Times when there were two of us at play in my soul.

 

For we do play sometimes. I give you my heart, see,

Vivid as a jewel flashing its mirages,

I give to you my eyes in which clear images

Upon a cool, fresh lake are rowing languidly.

 

Those are golden swans that seem as if they were ships,

Set upon the water, nymphs that belong to night.
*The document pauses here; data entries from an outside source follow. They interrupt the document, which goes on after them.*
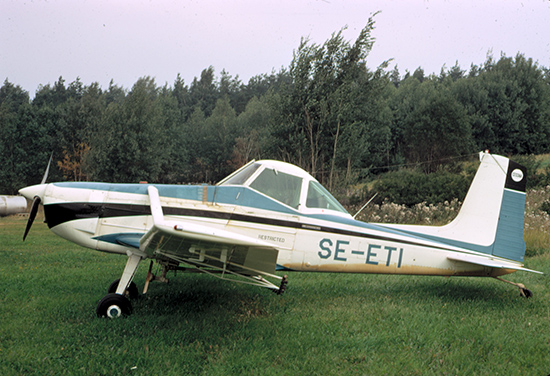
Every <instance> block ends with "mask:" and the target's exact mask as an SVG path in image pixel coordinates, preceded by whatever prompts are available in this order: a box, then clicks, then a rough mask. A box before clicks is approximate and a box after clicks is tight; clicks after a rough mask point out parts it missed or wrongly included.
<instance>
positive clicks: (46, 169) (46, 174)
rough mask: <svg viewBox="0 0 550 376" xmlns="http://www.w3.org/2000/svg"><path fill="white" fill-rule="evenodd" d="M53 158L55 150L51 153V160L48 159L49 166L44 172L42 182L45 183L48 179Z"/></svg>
mask: <svg viewBox="0 0 550 376" xmlns="http://www.w3.org/2000/svg"><path fill="white" fill-rule="evenodd" d="M52 158H53V152H52V154H50V160H49V161H48V167H46V172H44V177H42V182H41V183H40V184H44V183H45V182H46V179H48V173H49V172H50V164H51V163H52Z"/></svg>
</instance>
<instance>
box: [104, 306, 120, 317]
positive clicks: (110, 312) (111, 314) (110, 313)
mask: <svg viewBox="0 0 550 376" xmlns="http://www.w3.org/2000/svg"><path fill="white" fill-rule="evenodd" d="M107 316H108V317H109V318H110V319H113V318H117V317H120V316H122V310H121V309H120V307H119V306H117V305H112V306H110V307H109V308H107Z"/></svg>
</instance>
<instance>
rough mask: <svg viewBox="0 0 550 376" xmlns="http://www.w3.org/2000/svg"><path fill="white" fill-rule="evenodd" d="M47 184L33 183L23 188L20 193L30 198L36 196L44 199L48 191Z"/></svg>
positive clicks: (21, 189)
mask: <svg viewBox="0 0 550 376" xmlns="http://www.w3.org/2000/svg"><path fill="white" fill-rule="evenodd" d="M46 186H47V184H37V185H31V186H30V187H25V188H21V189H20V190H19V194H21V195H22V196H24V197H25V198H27V199H28V200H33V199H34V198H35V197H36V196H38V197H40V199H41V200H42V199H43V198H44V192H46Z"/></svg>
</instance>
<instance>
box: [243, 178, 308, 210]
mask: <svg viewBox="0 0 550 376" xmlns="http://www.w3.org/2000/svg"><path fill="white" fill-rule="evenodd" d="M250 187H251V188H254V189H255V190H257V191H258V192H261V193H263V194H265V195H267V196H269V197H271V198H273V199H275V200H277V201H280V202H282V203H283V204H286V205H288V206H290V207H293V208H295V209H297V208H298V205H299V204H300V192H301V191H302V178H299V177H297V176H294V175H289V174H285V173H284V172H279V171H277V170H274V169H271V168H266V169H265V170H263V171H262V172H261V173H260V175H258V177H257V178H256V179H255V180H254V181H253V182H252V184H250Z"/></svg>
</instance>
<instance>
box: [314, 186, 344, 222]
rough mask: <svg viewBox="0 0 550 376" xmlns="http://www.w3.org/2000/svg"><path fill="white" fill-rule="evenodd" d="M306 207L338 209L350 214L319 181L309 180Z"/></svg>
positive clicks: (329, 209) (339, 211)
mask: <svg viewBox="0 0 550 376" xmlns="http://www.w3.org/2000/svg"><path fill="white" fill-rule="evenodd" d="M306 207H308V208H316V209H328V210H336V211H339V212H342V213H346V214H348V212H347V211H346V209H344V207H343V206H342V205H340V203H339V202H338V201H336V199H335V198H334V197H332V195H331V194H330V193H329V192H328V191H327V190H326V189H325V188H324V187H323V186H322V185H321V184H319V183H318V182H316V181H314V180H312V181H310V182H309V188H308V190H307V199H306Z"/></svg>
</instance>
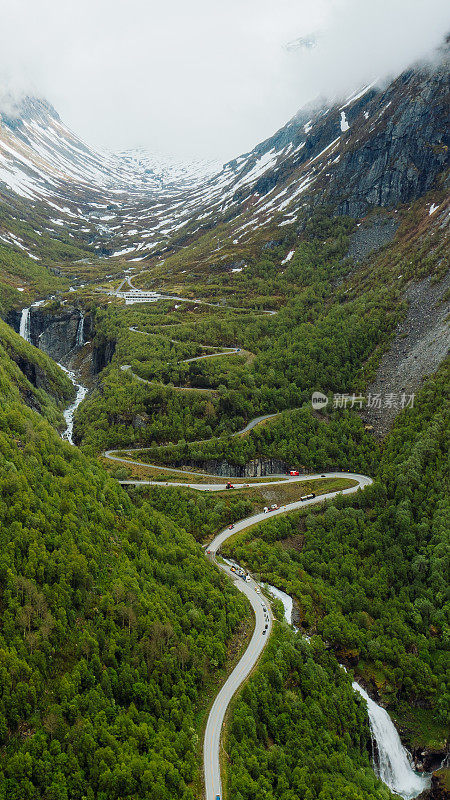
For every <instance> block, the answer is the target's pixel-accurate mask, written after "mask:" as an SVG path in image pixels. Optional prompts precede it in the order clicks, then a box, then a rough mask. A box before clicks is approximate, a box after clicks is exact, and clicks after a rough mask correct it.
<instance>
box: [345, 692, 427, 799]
mask: <svg viewBox="0 0 450 800" xmlns="http://www.w3.org/2000/svg"><path fill="white" fill-rule="evenodd" d="M352 686H353V688H354V690H355V692H358V693H359V694H360V695H361V697H363V698H364V700H365V701H366V703H367V713H368V716H369V725H370V732H371V734H372V738H373V740H374V742H375V744H376V749H377V753H378V759H377V763H376V765H375V771H376V772H377V774H378V776H379V777H380V778H381V780H382V781H383V783H385V784H386V786H388V787H389V789H392V791H393V792H396V793H397V794H399V795H401V797H404V798H405V800H408V799H409V798H413V797H417V795H418V794H420V792H423V790H424V789H426V788H427V786H429V785H430V783H429V777H428V776H427V775H419V774H418V773H417V772H414V770H413V769H412V767H411V764H410V763H409V761H408V756H407V752H406V750H405V748H404V747H403V745H402V743H401V740H400V736H399V735H398V733H397V729H396V727H395V725H394V724H393V722H392V720H391V718H390V716H389V714H388V713H387V711H386V710H385V709H384V708H382V706H379V705H377V703H375V702H374V701H373V700H372V698H371V697H369V695H368V694H367V692H366V691H364V689H363V688H362V687H361V686H360V685H359V684H358V683H356V681H353V683H352Z"/></svg>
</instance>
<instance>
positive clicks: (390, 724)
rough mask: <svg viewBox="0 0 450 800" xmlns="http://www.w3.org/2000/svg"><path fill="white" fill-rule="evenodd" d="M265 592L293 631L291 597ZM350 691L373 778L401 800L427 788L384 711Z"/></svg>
mask: <svg viewBox="0 0 450 800" xmlns="http://www.w3.org/2000/svg"><path fill="white" fill-rule="evenodd" d="M267 588H268V590H269V592H270V593H271V594H272V595H273V596H274V597H277V598H278V599H279V600H281V602H282V603H283V607H284V615H285V619H286V622H288V623H289V625H292V627H294V629H295V626H294V625H293V623H292V607H293V601H292V597H290V595H288V594H286V592H283V591H281V589H277V588H276V587H275V586H268V587H267ZM305 638H306V639H308V638H309V637H305ZM352 687H353V689H354V690H355V692H358V693H359V694H360V695H361V696H362V697H363V698H364V700H365V701H366V703H367V714H368V717H369V726H370V731H371V734H372V738H373V741H374V743H375V745H376V751H377V753H378V763H376V764H375V765H374V769H375V772H376V774H377V775H378V777H379V778H380V779H381V780H382V781H383V783H385V784H386V786H388V787H389V789H391V790H392V791H393V792H395V793H397V794H399V795H400V796H401V797H403V798H404V800H412V798H414V797H417V795H418V794H420V793H421V792H423V790H424V789H426V788H427V787H428V786H429V785H430V777H429V776H428V775H420V774H418V773H417V772H414V770H413V769H412V767H411V764H410V763H409V760H408V754H407V751H406V750H405V748H404V747H403V745H402V743H401V740H400V737H399V735H398V733H397V730H396V728H395V726H394V723H393V722H392V720H391V718H390V716H389V714H388V713H387V711H385V709H384V708H382V707H381V706H379V705H377V703H375V702H374V701H373V700H372V698H371V697H369V695H368V694H367V692H365V691H364V689H363V688H362V687H361V686H360V685H359V684H358V683H356V682H353V683H352ZM374 749H375V748H374Z"/></svg>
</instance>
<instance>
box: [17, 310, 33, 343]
mask: <svg viewBox="0 0 450 800" xmlns="http://www.w3.org/2000/svg"><path fill="white" fill-rule="evenodd" d="M30 312H31V308H23V309H22V314H21V316H20V325H19V334H20V336H21V337H22V339H25V341H26V342H29V341H30Z"/></svg>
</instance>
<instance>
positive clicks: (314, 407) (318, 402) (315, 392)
mask: <svg viewBox="0 0 450 800" xmlns="http://www.w3.org/2000/svg"><path fill="white" fill-rule="evenodd" d="M311 402H312V407H313V408H314V410H315V411H319V410H320V409H321V408H325V406H326V405H327V403H328V397H327V396H326V394H323V392H313V396H312V398H311Z"/></svg>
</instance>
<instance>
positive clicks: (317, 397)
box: [311, 392, 415, 411]
mask: <svg viewBox="0 0 450 800" xmlns="http://www.w3.org/2000/svg"><path fill="white" fill-rule="evenodd" d="M414 398H415V395H414V394H405V392H401V393H399V392H387V393H386V394H371V393H369V394H368V395H367V396H364V395H362V394H355V393H353V394H340V393H336V394H334V395H333V408H357V409H361V408H396V409H397V408H398V409H401V410H403V409H404V408H413V406H414ZM311 403H312V407H313V408H314V409H315V410H316V411H318V410H320V409H321V408H325V406H326V405H327V403H328V397H327V396H326V394H323V392H313V395H312V398H311Z"/></svg>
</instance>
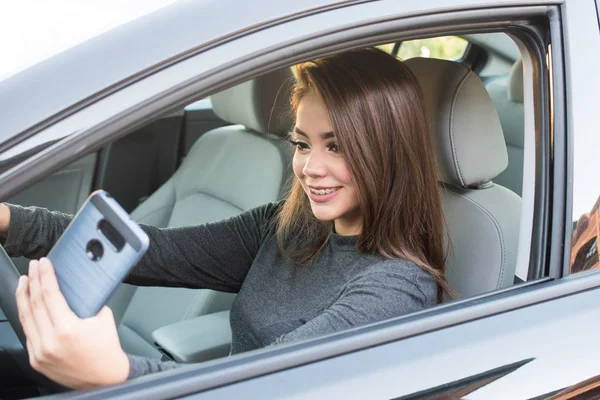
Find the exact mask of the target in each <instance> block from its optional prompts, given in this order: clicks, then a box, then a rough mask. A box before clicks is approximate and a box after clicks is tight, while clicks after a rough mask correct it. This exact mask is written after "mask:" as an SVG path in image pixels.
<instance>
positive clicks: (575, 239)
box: [569, 130, 600, 273]
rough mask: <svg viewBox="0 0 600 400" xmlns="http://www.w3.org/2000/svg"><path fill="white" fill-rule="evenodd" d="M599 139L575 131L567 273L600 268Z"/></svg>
mask: <svg viewBox="0 0 600 400" xmlns="http://www.w3.org/2000/svg"><path fill="white" fill-rule="evenodd" d="M599 148H600V136H598V135H597V134H596V132H594V131H593V130H584V131H577V134H576V135H575V137H574V152H573V154H574V161H573V234H572V236H571V259H570V265H569V268H570V272H571V273H576V272H580V271H587V270H590V269H593V268H600V259H599V257H598V237H599V236H600V180H598V171H600V158H598V149H599Z"/></svg>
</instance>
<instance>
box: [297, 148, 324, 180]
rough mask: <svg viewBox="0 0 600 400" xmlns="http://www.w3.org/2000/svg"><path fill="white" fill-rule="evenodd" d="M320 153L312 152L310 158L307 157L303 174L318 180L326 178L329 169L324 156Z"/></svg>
mask: <svg viewBox="0 0 600 400" xmlns="http://www.w3.org/2000/svg"><path fill="white" fill-rule="evenodd" d="M319 153H320V152H318V151H312V152H311V153H310V155H309V156H308V157H306V163H305V164H304V168H303V169H302V173H303V174H304V175H306V176H310V177H311V178H317V177H322V176H325V174H326V173H327V167H326V165H325V162H324V160H323V157H324V155H322V154H319Z"/></svg>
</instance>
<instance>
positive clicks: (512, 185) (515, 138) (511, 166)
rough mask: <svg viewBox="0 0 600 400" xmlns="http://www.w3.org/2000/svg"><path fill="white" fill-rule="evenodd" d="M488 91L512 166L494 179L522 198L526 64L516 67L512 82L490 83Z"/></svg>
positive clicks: (522, 63) (508, 156) (522, 189)
mask: <svg viewBox="0 0 600 400" xmlns="http://www.w3.org/2000/svg"><path fill="white" fill-rule="evenodd" d="M487 90H488V92H489V93H490V96H491V97H492V101H493V102H494V105H495V106H496V110H497V111H498V116H499V117H500V123H501V124H502V130H503V131H504V140H505V141H506V149H507V151H508V166H507V167H506V169H505V170H504V171H503V172H501V173H500V174H499V175H498V176H497V177H496V178H495V179H494V182H496V183H497V184H499V185H501V186H504V187H506V188H508V189H510V190H512V191H513V192H515V193H516V194H518V195H519V196H521V194H522V193H523V147H524V137H523V135H524V131H525V129H524V124H525V117H524V115H525V114H524V107H523V62H522V60H518V61H517V62H515V63H514V64H513V67H512V69H511V71H510V75H509V76H508V78H502V79H495V80H493V81H491V82H489V83H488V84H487Z"/></svg>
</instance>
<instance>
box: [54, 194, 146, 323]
mask: <svg viewBox="0 0 600 400" xmlns="http://www.w3.org/2000/svg"><path fill="white" fill-rule="evenodd" d="M149 242H150V240H149V238H148V235H146V233H145V232H144V231H143V230H142V228H140V227H139V225H137V224H136V223H135V222H134V221H133V220H132V219H131V218H130V217H129V214H127V212H126V211H125V210H124V209H123V208H122V207H121V206H120V205H119V204H118V203H117V201H116V200H115V199H113V198H112V197H111V196H110V195H109V194H108V193H106V192H105V191H103V190H99V191H95V192H93V193H92V194H91V195H90V196H89V197H88V199H87V200H86V201H85V203H84V204H83V206H82V207H81V208H80V210H79V211H78V212H77V214H76V215H75V217H74V218H73V220H72V221H71V223H70V224H69V226H68V227H67V229H66V230H65V232H64V233H63V234H62V236H61V237H60V238H59V240H58V241H57V242H56V244H55V245H54V247H53V248H52V250H51V251H50V253H49V254H48V258H49V259H50V261H52V264H53V265H54V269H55V272H56V277H57V280H58V284H59V287H60V290H61V292H62V293H63V295H64V296H65V299H66V300H67V303H68V304H69V306H70V307H71V309H72V310H73V311H74V312H75V314H77V315H78V316H79V317H80V318H88V317H91V316H94V315H96V314H97V313H98V312H99V311H100V309H101V308H102V306H104V304H106V302H107V301H108V299H109V298H110V296H111V295H112V294H113V293H114V291H115V290H116V289H117V287H118V286H119V284H120V283H121V282H122V280H123V279H124V278H125V276H126V275H127V273H128V272H129V270H130V269H131V268H132V267H133V266H135V265H136V264H137V263H138V261H139V260H140V259H141V258H142V256H143V255H144V253H145V252H146V251H147V250H148V246H149Z"/></svg>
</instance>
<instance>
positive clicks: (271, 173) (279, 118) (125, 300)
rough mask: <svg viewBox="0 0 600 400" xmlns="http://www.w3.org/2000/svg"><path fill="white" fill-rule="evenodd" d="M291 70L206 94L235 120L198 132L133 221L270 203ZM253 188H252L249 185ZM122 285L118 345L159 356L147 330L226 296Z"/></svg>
mask: <svg viewBox="0 0 600 400" xmlns="http://www.w3.org/2000/svg"><path fill="white" fill-rule="evenodd" d="M292 82H293V75H292V73H291V70H290V69H289V68H287V69H282V70H278V71H274V72H271V73H269V74H266V75H264V76H261V77H259V78H256V79H254V80H252V81H249V82H245V83H243V84H240V85H238V86H235V87H233V88H230V89H227V90H225V91H223V92H220V93H218V94H216V95H214V96H212V98H211V100H212V104H213V108H214V111H215V113H216V114H217V115H218V116H219V117H220V118H222V119H223V120H225V121H227V122H230V123H233V124H238V125H230V126H225V127H221V128H217V129H214V130H211V131H209V132H206V133H205V134H204V135H202V136H201V137H200V138H199V139H198V140H197V141H196V143H195V144H194V145H193V146H192V148H191V149H190V151H189V153H188V155H187V157H186V158H185V160H184V161H183V163H182V164H181V166H180V167H179V169H178V170H177V171H176V172H175V174H174V175H173V176H172V177H171V178H170V179H169V180H168V181H167V182H166V183H165V184H164V185H163V186H161V187H160V188H159V189H158V190H157V191H156V192H155V193H154V194H152V195H151V196H150V197H149V198H148V199H147V200H146V201H145V202H144V203H142V204H141V205H140V206H139V207H138V208H137V209H136V210H134V212H133V213H132V217H133V218H134V219H135V220H137V221H138V222H140V223H144V224H149V225H154V226H159V227H177V226H183V225H194V224H202V223H208V222H214V221H218V220H221V219H225V218H228V217H231V216H234V215H236V214H238V213H240V212H242V211H244V210H248V209H250V208H253V207H257V206H259V205H262V204H265V203H268V202H273V201H277V200H278V199H280V198H281V193H282V188H283V185H284V183H285V181H286V180H287V178H288V176H289V173H290V170H289V165H290V162H289V157H291V156H290V155H289V154H288V153H289V152H290V151H291V148H290V147H289V146H285V147H283V146H284V145H283V144H282V142H283V140H281V138H280V137H278V136H277V135H284V134H287V133H288V132H289V130H290V129H291V126H292V119H291V114H290V113H289V111H288V108H289V107H288V104H289V90H290V89H291V86H290V85H291V83H292ZM257 188H260V190H257ZM123 286H124V288H122V289H120V290H119V293H118V294H117V295H116V296H115V297H114V298H113V299H111V306H112V308H113V310H115V317H116V318H120V323H119V324H118V330H119V336H120V339H121V344H122V346H123V348H124V349H125V351H127V352H130V353H133V354H139V355H144V356H147V357H156V358H159V357H160V356H161V354H160V353H159V352H158V351H157V350H156V348H155V346H154V345H153V342H152V332H153V331H154V330H156V329H158V328H160V327H162V326H165V325H169V324H172V323H175V322H179V321H181V320H185V319H189V318H193V317H197V316H199V315H204V314H210V313H214V312H219V311H224V310H228V309H229V308H230V306H231V303H232V301H233V298H234V295H233V294H230V293H221V292H215V291H212V290H191V289H179V288H164V287H139V288H134V287H132V286H129V285H123Z"/></svg>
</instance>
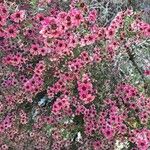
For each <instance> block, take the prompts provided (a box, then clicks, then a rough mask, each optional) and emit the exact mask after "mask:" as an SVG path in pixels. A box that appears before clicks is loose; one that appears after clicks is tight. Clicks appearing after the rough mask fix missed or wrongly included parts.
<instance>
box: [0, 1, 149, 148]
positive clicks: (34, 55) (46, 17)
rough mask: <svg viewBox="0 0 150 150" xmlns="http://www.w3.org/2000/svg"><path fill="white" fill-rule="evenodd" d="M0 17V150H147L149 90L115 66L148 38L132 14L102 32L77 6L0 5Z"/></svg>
mask: <svg viewBox="0 0 150 150" xmlns="http://www.w3.org/2000/svg"><path fill="white" fill-rule="evenodd" d="M61 3H65V4H66V5H67V9H66V10H64V8H63V7H62V6H61ZM35 6H36V7H35ZM0 14H1V15H0V84H1V86H0V149H1V150H9V149H15V150H21V149H37V150H47V149H52V150H62V149H73V150H74V149H78V150H82V149H85V150H88V149H93V150H100V149H101V150H106V149H109V150H113V149H115V148H114V147H115V145H116V142H117V141H118V139H119V140H120V141H121V142H122V143H123V142H127V143H128V147H129V149H132V150H134V149H139V150H148V149H149V147H150V144H149V143H150V131H149V127H150V122H149V120H150V117H149V116H150V98H149V91H148V90H147V89H144V88H143V87H142V86H141V85H137V84H136V83H133V82H131V80H128V81H127V76H126V75H125V77H124V76H122V77H121V79H120V76H119V77H118V74H117V73H118V72H120V74H121V71H120V70H119V67H118V66H119V64H118V62H117V61H115V60H116V58H117V57H119V56H120V53H123V55H125V56H127V55H128V54H129V52H130V51H129V47H130V46H132V44H135V43H136V42H137V41H138V43H140V42H142V41H143V40H145V39H148V38H149V37H150V25H149V24H148V23H145V22H144V21H142V20H141V18H140V15H139V14H138V12H134V11H133V10H131V9H127V10H124V11H121V12H118V14H117V15H116V16H115V17H114V19H113V20H112V21H111V22H110V23H109V24H108V25H106V26H103V25H100V24H99V22H98V17H97V16H98V11H97V10H96V9H93V8H90V5H87V3H86V2H84V1H83V0H71V1H69V2H67V1H66V2H62V1H59V0H58V1H54V0H40V1H32V2H29V1H28V0H27V1H25V2H22V3H18V2H17V1H15V2H14V3H11V2H7V1H4V2H3V3H2V2H0ZM135 41H136V42H135ZM127 45H128V46H127ZM131 56H132V58H131ZM129 59H130V60H131V61H132V63H133V64H135V63H136V62H135V61H133V59H134V56H133V55H132V54H131V55H130V58H129ZM130 60H128V61H130ZM117 67H118V69H117V71H114V68H117ZM135 68H136V69H137V71H139V70H138V68H137V66H136V65H135ZM100 72H101V73H100ZM139 72H140V74H142V73H143V74H142V78H144V81H145V82H146V79H147V78H148V75H149V74H150V73H149V70H145V71H143V72H142V71H139ZM128 75H129V74H128ZM145 76H146V78H145ZM115 77H116V78H115ZM114 79H115V80H114ZM128 79H130V77H129V76H128Z"/></svg>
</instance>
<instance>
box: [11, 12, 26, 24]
mask: <svg viewBox="0 0 150 150" xmlns="http://www.w3.org/2000/svg"><path fill="white" fill-rule="evenodd" d="M10 18H11V20H12V21H14V22H17V23H19V22H21V21H23V20H24V19H25V10H20V11H17V12H15V13H13V14H12V15H11V16H10Z"/></svg>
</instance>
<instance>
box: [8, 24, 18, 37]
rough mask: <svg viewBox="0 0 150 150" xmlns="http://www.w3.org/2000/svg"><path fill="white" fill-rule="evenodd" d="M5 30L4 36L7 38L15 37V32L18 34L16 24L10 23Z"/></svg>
mask: <svg viewBox="0 0 150 150" xmlns="http://www.w3.org/2000/svg"><path fill="white" fill-rule="evenodd" d="M5 32H6V36H7V37H8V38H15V37H16V36H17V34H18V32H19V31H18V29H17V27H16V26H14V25H10V26H8V28H7V29H6V30H5Z"/></svg>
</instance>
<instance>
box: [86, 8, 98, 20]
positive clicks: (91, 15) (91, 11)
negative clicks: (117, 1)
mask: <svg viewBox="0 0 150 150" xmlns="http://www.w3.org/2000/svg"><path fill="white" fill-rule="evenodd" d="M96 18H97V11H96V10H92V11H90V12H89V15H88V21H89V22H95V21H96Z"/></svg>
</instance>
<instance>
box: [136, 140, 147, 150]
mask: <svg viewBox="0 0 150 150" xmlns="http://www.w3.org/2000/svg"><path fill="white" fill-rule="evenodd" d="M136 144H137V147H138V148H139V150H148V147H149V143H148V141H146V140H144V139H143V140H142V139H139V140H137V142H136Z"/></svg>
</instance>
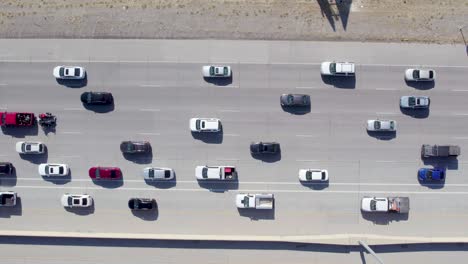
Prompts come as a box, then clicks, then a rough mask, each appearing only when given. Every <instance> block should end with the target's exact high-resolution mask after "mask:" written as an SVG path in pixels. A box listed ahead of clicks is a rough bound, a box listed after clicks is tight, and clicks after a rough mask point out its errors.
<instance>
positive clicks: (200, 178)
mask: <svg viewBox="0 0 468 264" xmlns="http://www.w3.org/2000/svg"><path fill="white" fill-rule="evenodd" d="M195 176H196V177H197V180H221V181H223V180H236V179H237V171H236V167H234V166H197V167H196V168H195Z"/></svg>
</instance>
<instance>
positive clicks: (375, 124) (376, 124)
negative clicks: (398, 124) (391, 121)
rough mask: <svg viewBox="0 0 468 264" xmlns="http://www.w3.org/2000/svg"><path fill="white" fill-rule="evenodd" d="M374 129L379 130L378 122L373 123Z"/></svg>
mask: <svg viewBox="0 0 468 264" xmlns="http://www.w3.org/2000/svg"><path fill="white" fill-rule="evenodd" d="M374 128H375V129H380V121H375V122H374Z"/></svg>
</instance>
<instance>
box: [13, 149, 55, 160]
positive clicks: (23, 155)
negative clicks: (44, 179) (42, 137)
mask: <svg viewBox="0 0 468 264" xmlns="http://www.w3.org/2000/svg"><path fill="white" fill-rule="evenodd" d="M19 156H20V158H21V159H22V160H27V161H29V162H31V163H34V164H41V163H47V159H48V157H49V152H48V151H47V147H45V152H44V153H43V154H19Z"/></svg>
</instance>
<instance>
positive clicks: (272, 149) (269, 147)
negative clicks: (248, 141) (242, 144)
mask: <svg viewBox="0 0 468 264" xmlns="http://www.w3.org/2000/svg"><path fill="white" fill-rule="evenodd" d="M279 151H280V148H279V143H276V142H256V143H255V142H254V143H252V144H250V153H251V154H252V155H255V154H276V153H278V152H279Z"/></svg>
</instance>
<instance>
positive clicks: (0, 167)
mask: <svg viewBox="0 0 468 264" xmlns="http://www.w3.org/2000/svg"><path fill="white" fill-rule="evenodd" d="M11 173H13V164H11V162H0V175H10V174H11Z"/></svg>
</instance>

Upon their brows the moon is dipping its bright hat

And they for you alone have smiles upon their lips.

 

When later on you take your early steps, likewise

The rose, the sun, the tree, the turtledove will make

In the light of new grace that guides your every look

The old familiar moves that you will recognise.

 

But you’ll no longer know upon which flaxen shore

Great silver fish that used to give you rings were found

Nor upon which hidden prairie’s secret ground

Lambs with their naive feet once leapt in such ardour.

 

For never again will my heart that speaks with yours

This hot and silent language made of our thoughts

Be able to fasten anew the loosened knots:

Dawn does not know the dark from which it emerges.


No, you’ll be unaware which Venus pure and fair

Dropped the flame of a kiss into your very blood,

The mystery’s anguish where art will be shattered,

And this taste for feeding, nurturing shy despair.

 

Nothing more of me will you know on that fatal

Day when you hurl yourself into rough life for good,

O my little mirror who see my solitude

Leaning anxiously at the edge of your crystal.

 

                                                (Translated by Tracy Ryan) 


 

With thanks to Peter Dayan for pointing me to this poet.